Die Staatsanwaltschaft Koblenz ermittelt jetzt gegen drei Personen wegen des Verdachts des Betrugs und der Geldwäsche. "Die Ermittlungen richten sich nicht gegen Bedienstete der Kreisverwaltung Cochem-Zell", sagte Oberstaatsanwalt Rolf Wissen. Das Verfahren, das der Kreis anwendete, ist legal, wenn auch ungewöhnlich: In Rheinland-Pfalz lässt sich keine weitere Kommune auf Dienstleister bei Zulassungsgeschäften ein. Nur im Rhein-Neckar-Kreis und im Landkreis Borken wird auch so verfahren. Wie der Kreis Cochem-Zell mitteilt, hat es im Jahr 2013 von den 27 000 Zulassungen durch den Dienstleister 47 Anfragen vonseiten der Polizei gegeben. Auf sechs Fälle machte die Kreisverwaltung ihrerseits die Polizei aufmerksam.
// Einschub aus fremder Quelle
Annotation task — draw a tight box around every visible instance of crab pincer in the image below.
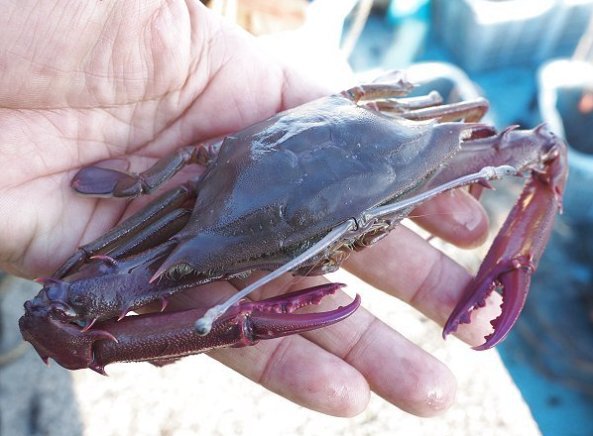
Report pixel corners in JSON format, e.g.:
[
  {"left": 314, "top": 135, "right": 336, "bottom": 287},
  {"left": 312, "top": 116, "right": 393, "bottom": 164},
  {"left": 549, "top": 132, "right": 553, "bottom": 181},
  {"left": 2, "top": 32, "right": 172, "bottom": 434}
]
[{"left": 20, "top": 283, "right": 360, "bottom": 374}]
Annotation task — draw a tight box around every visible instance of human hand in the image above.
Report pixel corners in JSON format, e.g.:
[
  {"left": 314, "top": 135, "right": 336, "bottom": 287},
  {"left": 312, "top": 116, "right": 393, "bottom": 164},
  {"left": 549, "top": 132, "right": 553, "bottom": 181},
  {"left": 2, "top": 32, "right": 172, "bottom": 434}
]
[{"left": 0, "top": 1, "right": 500, "bottom": 415}]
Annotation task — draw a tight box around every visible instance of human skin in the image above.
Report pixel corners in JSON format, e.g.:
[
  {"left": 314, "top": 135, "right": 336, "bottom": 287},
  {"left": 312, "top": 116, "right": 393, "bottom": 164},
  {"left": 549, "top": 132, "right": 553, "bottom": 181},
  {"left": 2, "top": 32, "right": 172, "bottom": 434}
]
[{"left": 0, "top": 0, "right": 496, "bottom": 416}]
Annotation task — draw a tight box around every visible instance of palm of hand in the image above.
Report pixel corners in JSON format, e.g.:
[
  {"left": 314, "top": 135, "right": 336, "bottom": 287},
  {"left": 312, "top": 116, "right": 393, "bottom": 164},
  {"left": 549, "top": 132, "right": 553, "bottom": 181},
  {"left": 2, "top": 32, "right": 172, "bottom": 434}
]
[{"left": 0, "top": 2, "right": 314, "bottom": 276}]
Der Polizei sind Fahrzeuge mit COC- und ZEL-Kennzeichen vermehrt aufgefallen - weil sie für Straftaten eingesetzt worden sind. Hunderte Verfahren laufen nach RZ-Informationen im In- und Ausland. Dabei geht es auch um Betrug in sechsstelliger Euro-Höhe mit italienischen Edelmarken wie Lamborghini oder Ferrari.
Warnungen der Polizei an die Kreisverwaltung, diese Praxis der Anmeldung zu unterbinden, blieben lange Zeit ungehört. Erst am Dienstag hat der Kreis Cochem-Zell die Reißleine gezogen - und den Vertrag mit der Zulassungsfirma gekündigt. Die Zunahme von kriminellen Handlungen nach Zulassungen dieses Auftraggebers habe dazu geführt. Landrat Schnur sagte, eine weitere Zusammenarbeit mit der Firma sei "sowohl aus moralischer Sicht als auch wegen der guten Zusammenarbeit mit der Polizei für die Kreisverwaltung keinesfalls vertretbar".